For all the complexity of the scheme, the internal organisation of the house feels natural and easy as you move between different levels. “It’s relaxing to be in, and it definitely feels like our space,” says one of the owners. The detailing is equally impressive, from the patterning of the various timbers and bamboos, to telling gestures such as the use of a bevelled uptick at some of the edges of the hoop pine ceiling. The architects have used the same builders (Lovell Inch Construction) on several previous Nelson projects, with similarly first-rate results. “They’re total craftspeople and great thinkers,” says Sharon. “They also really know how to integrate a house in its landscape.”
That landscape had its issues, not least a legacy of agricultural spraying. Long since denuded of trees and turned over to sheep, its estuarine fringes were silted up and the vegetation stripped. Even before they settled on their architects, the owners had done plenty of work to clean up and replant the wetlands. That work has been continued in line with a planting scheme developed by Megan Wraight, who was involved in planning from the outset. “We developed the whole concept with Megan, from the remediation of the land to the shaping of the terraces,” says Hugh. “We talked very closely with her about how the pavilions would work with the planting, how trees will run through the property, the need to heavily plant the slopes and leave the terraces in grass so you can look along them to the estuary. Her landscaping works incredibly tightly with our ideas.”
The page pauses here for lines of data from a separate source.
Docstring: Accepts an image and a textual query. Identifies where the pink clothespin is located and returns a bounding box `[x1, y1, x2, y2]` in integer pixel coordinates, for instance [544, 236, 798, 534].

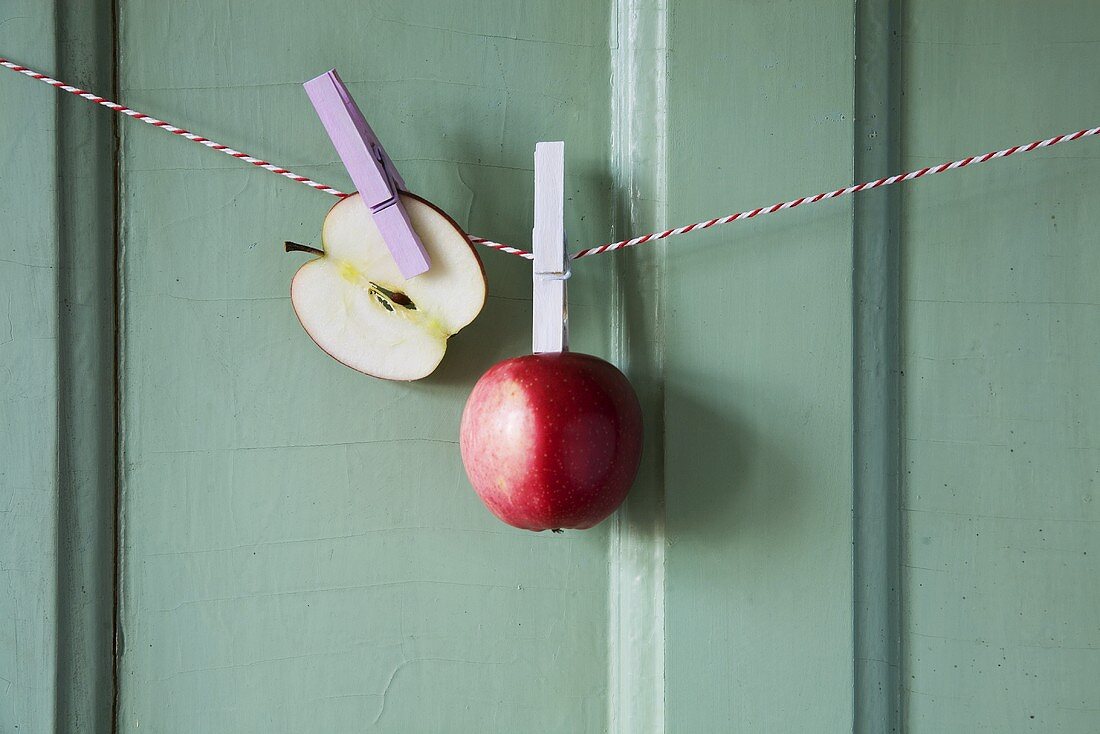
[303, 69, 431, 278]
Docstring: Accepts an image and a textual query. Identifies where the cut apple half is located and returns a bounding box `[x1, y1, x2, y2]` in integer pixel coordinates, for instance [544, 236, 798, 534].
[286, 194, 486, 380]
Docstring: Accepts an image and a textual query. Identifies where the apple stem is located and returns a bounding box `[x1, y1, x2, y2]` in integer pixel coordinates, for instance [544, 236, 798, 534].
[283, 241, 325, 255]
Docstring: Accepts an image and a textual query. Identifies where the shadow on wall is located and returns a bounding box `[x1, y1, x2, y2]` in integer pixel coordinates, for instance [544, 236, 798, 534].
[666, 374, 806, 543]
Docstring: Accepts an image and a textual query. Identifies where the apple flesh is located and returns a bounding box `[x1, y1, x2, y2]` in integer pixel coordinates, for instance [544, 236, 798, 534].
[460, 352, 642, 530]
[287, 194, 486, 380]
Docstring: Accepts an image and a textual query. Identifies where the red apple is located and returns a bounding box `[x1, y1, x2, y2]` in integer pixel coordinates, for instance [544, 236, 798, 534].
[461, 351, 642, 530]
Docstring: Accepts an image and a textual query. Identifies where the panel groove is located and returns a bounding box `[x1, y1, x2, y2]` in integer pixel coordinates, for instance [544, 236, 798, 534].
[607, 0, 668, 734]
[54, 0, 118, 733]
[853, 0, 901, 733]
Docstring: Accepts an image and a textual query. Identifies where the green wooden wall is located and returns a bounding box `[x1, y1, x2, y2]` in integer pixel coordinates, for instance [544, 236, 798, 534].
[0, 0, 1100, 733]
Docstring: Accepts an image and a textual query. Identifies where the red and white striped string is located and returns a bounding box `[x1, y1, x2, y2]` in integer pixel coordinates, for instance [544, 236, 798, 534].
[0, 57, 1100, 260]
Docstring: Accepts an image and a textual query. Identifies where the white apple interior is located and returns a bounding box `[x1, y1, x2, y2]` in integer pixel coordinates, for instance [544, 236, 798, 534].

Seamlessly, in fact. And this “quiet object in the landscape” will only get better with time, as the wetlands revive and the plantings become established. Says Hugh: “I think it’s one of our best houses – and we’ve done a few of them.” –Matthew Philp
Q&A with Hugh Tennent and Sharon Jansen
HOME You included landscape architect Megan Wraight in this project from the very first meeting. What do you think are the benefits of considering the landscaping as an integral part of the architecture?
Hugh Tennent The entire conception of dwelling on the site arises from the creative inputs of landscape architect, architect and client. Enclosed and landscape spaces are conceived of at the same time. In this case the garden and building platforms were created by terracing and shaping, both vertically and horizontally, with subtle gullies and ridges wrinkling an otherwise even slope. The terraces were arranged to connect to the long views and offer more north-facing building sites.
HOME What was the inspiration behind the home’s light, overlapping roofs and their flicked ends, as well as the red poles that support them?
Sharon Jansen An existing shearing shed had lapped roofs and we had three staggered forms to link together. The idea of the feathering and folding and colour arrangement was inspired by the torea pango, the black oystercatcher found in the estuary. The slight separation of the roofs with the lapping expresses the separate building forms as they stagger and step down the terraces.
HOME The home’s site is huge, but the house itself never feels too big. How did you control the scale of the building so successfully?
Hugh Tennent We think three things contribute to the sense of scale: breaking the form of the house into three pavilions on three levels creates courtyards and differing aspects to the terraces and site; burying the garage and plant room; and the terraced landscaping extending from the building connects and places the inhabitation in this big landscape.